L’architecture d’un lieu est-elle toujours le point de départ de vos spectacles ?
Il est essentiel : c’est lui qui va nous inspirer. A Bruxelles, comme la Monnaie était en travaux, on avait imaginé de travailler dans un cinéma délabré, le Marivaux. Le projet m’excitait terriblement. Par la suite, nous avons dû, pour des raisons de sécurité, nous replier sur le Théâtre National qui est un endroit merveilleux. Mais j’ai conservé l’idée d’un grand escalier qui monopolise la scène et où se déroule l’action, avec l’orchestre placé au premier plan au bas de l’escalier. Pour
On dit que certains costumes sont très beaux.
Ils sont magnifiques et sont dus à Manon Kündig, une jeune diplômée (2012) d’origine suisse de la « Fashion Academy » d’Anvers. Aussi, pour mieux faire saisir au public la qualité du travail de l’atelier de couture, j’ai demandé aux protagonistes de circuler en costumes dans le foyer durant les entractes. Je veux ainsi créer un contact direct entre les spectateurs et le spectacle.
Comment êtes-vous rentrée dans la musique de Rachmaninov ?

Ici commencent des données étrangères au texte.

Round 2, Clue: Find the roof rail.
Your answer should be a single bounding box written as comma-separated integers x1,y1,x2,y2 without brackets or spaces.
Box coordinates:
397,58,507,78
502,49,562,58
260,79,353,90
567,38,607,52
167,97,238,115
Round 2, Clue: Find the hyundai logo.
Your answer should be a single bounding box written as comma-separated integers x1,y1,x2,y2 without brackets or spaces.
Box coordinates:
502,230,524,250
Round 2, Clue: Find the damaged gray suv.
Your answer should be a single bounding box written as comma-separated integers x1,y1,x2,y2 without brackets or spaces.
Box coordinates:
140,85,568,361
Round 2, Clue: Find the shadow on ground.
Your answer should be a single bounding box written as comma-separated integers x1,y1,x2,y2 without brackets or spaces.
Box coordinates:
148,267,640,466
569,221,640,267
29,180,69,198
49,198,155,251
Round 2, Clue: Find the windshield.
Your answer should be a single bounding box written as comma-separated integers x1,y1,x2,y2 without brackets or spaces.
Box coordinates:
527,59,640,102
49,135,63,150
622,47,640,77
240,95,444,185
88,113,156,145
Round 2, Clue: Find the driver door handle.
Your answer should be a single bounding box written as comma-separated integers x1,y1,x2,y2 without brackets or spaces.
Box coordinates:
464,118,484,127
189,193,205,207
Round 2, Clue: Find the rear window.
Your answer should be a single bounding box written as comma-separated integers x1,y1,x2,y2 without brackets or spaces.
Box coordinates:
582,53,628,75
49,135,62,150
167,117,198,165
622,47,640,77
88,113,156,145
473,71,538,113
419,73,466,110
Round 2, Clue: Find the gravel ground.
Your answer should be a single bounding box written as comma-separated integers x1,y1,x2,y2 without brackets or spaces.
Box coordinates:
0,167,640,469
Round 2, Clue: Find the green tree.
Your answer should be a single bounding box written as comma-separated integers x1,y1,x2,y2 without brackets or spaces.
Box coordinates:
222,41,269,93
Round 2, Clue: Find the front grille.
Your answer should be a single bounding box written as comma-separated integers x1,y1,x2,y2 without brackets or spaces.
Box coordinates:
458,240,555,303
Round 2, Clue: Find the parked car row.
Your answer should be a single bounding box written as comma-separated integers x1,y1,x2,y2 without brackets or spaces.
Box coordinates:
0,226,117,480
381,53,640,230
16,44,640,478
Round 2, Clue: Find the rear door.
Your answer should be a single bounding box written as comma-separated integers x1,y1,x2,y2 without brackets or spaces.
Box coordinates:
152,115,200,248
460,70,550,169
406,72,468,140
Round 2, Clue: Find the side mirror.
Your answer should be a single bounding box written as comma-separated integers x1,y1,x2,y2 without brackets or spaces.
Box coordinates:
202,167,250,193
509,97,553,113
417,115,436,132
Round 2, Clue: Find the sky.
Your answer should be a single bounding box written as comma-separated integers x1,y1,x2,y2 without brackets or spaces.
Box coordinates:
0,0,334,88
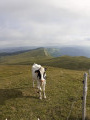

C’est un monde très romantique gorgé de passion. Il faut l’exprimer à travers tous les éléments : l’orchestre, le chant, les lumières, les couleurs des costumes. Il est important d’être impliqué dans les récits mais il faut éviter le piège du naturalisme. En fait, la vraie expressivité n’est possible que si elle provient de l’intérieur même des chanteurs. C’est dans leurs tripes et leur cerveau qu’ils vont trouver les ressorts de ce qu’ils vont nous offrir. Et mon rôle est de les aider dans ce processus d’enfantement de leurs personnages. Pour des chanteurs, c’est un processus délicat mais les pouvoirs d’évocation de la langue russe m’aident beaucoup car elle chante naturellement ce qu’ils ressentent. L’investissement de chacun est total : chaque geste doit être juste et en même temps être de la musique. Il faut qu’ils aient le sentiment que la musique traverse leur corps. En fait mon travail est de créer de l’espace pour la musique.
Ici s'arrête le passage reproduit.